Central European History Society 12
Session Abstract
The first paper, by Anthony J. Steinhoff, examines Richard Wagner’s final stage work, Parsifal, perhaps the quintessential festival opera. From 1882 to 1913, the work anchored the Bayreuth Festival. When the Bayreuth Festival was relaunched after World War Two, Wieland Wagner’s bold production of Parsifal figured centrally in the Wagner grandchildren’s efforts to depoliticize the festival and rethink Wagnerian stage practice. But once Parsifal passed into public domain in 1914, theaters elsewhere also sought to honor the spirit of Wagner’s intentions by programming it to help mark major religious feasts and other public holidays.

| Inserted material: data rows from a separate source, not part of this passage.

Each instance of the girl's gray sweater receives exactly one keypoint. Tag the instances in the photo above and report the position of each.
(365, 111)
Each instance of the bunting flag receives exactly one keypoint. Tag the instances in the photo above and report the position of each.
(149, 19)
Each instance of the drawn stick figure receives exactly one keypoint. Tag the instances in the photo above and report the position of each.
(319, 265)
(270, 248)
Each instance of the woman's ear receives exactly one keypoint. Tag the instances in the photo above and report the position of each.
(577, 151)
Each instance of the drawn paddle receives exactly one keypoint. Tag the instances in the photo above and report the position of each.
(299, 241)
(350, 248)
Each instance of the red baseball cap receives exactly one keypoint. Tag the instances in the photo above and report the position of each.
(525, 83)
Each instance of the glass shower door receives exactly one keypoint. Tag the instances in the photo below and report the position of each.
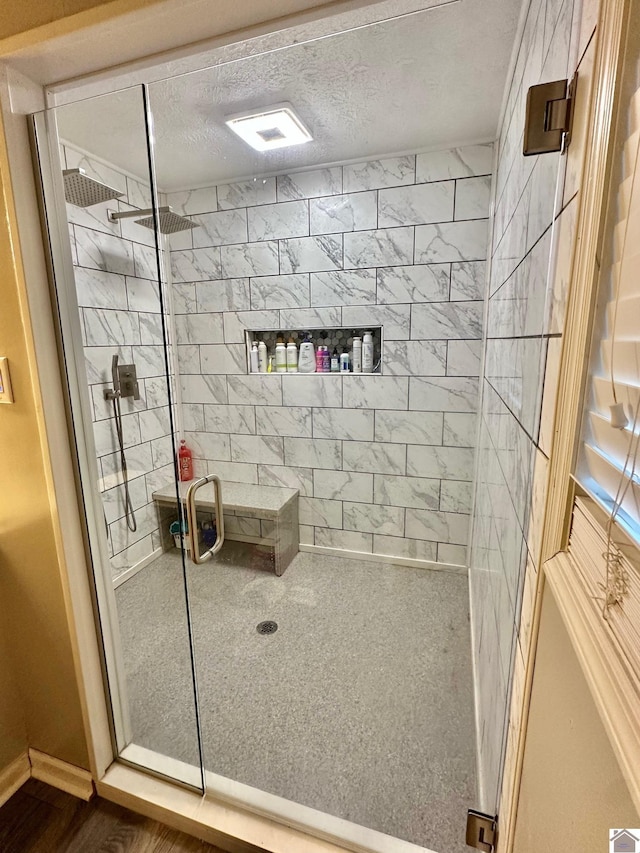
(106, 233)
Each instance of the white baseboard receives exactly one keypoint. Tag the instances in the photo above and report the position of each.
(129, 573)
(14, 776)
(59, 774)
(383, 558)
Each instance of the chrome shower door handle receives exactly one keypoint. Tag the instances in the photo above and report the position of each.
(196, 556)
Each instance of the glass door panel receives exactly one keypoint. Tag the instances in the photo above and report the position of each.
(109, 260)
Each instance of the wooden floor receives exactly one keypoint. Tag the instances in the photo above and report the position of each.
(41, 819)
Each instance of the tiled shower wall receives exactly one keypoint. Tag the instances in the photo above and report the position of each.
(535, 207)
(383, 463)
(115, 276)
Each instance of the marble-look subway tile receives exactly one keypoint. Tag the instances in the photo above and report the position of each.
(311, 254)
(110, 328)
(255, 390)
(343, 287)
(236, 322)
(280, 291)
(191, 202)
(454, 163)
(347, 540)
(445, 463)
(310, 184)
(196, 265)
(373, 174)
(98, 289)
(414, 358)
(237, 419)
(288, 477)
(287, 420)
(409, 427)
(310, 318)
(229, 294)
(412, 549)
(436, 526)
(199, 328)
(343, 485)
(463, 358)
(374, 457)
(395, 319)
(456, 496)
(277, 221)
(249, 259)
(203, 389)
(312, 390)
(319, 512)
(263, 449)
(246, 193)
(418, 492)
(223, 358)
(373, 518)
(473, 196)
(352, 424)
(219, 228)
(379, 248)
(451, 241)
(468, 281)
(459, 429)
(313, 453)
(341, 213)
(447, 394)
(416, 205)
(376, 392)
(100, 251)
(419, 283)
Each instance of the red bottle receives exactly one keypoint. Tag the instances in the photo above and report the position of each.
(185, 462)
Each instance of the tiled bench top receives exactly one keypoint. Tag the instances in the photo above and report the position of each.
(243, 498)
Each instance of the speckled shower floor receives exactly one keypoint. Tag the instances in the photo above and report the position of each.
(360, 705)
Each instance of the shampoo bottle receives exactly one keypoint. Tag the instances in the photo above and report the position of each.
(254, 357)
(307, 357)
(292, 357)
(367, 353)
(262, 357)
(281, 356)
(356, 359)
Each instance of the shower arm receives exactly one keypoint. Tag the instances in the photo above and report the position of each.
(130, 214)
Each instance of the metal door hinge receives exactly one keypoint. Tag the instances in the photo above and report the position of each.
(549, 117)
(482, 830)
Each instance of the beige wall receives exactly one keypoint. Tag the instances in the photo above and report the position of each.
(572, 788)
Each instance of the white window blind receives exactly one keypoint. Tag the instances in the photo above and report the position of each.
(609, 458)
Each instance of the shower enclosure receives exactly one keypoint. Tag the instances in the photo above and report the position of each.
(318, 668)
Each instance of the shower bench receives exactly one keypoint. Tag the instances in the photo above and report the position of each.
(264, 515)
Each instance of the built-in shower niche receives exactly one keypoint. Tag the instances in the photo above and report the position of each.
(337, 338)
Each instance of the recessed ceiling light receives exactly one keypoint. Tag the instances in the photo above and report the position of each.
(271, 127)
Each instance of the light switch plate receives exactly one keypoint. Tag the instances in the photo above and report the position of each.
(6, 393)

The panel’s second paper, by Larry Wolff, proposes that we also regard Richard Strauss’ Die Frau ohne Schatten as “festival opera.” Here it is not the association with a particular festival, but rather the work’s considerable artistic demands – a massive orchestra, difficult vocal writing, complicated scene changes – that encouraged theaters to reserve its performance for festive occasions. Analyzing the opera’s inclusion in festival programs in both Austria and the United States sheds light on evolving understandings of “festival opera,” but also opera festivals as a cultural and political practice.
Finally, Emily Richmond Pollock’s paper examines the ways in which festivals at Bayreuth, Salzburg, and Glyndebourne set the template for opera festivals founded in the United States in the mid-twentieth century. In crucial matters such as the geographic and chronological separation of festivals, the orientation to new and rare works, and the relationship to tourism, American festivals drew on the defining characteristics of existing European precedents.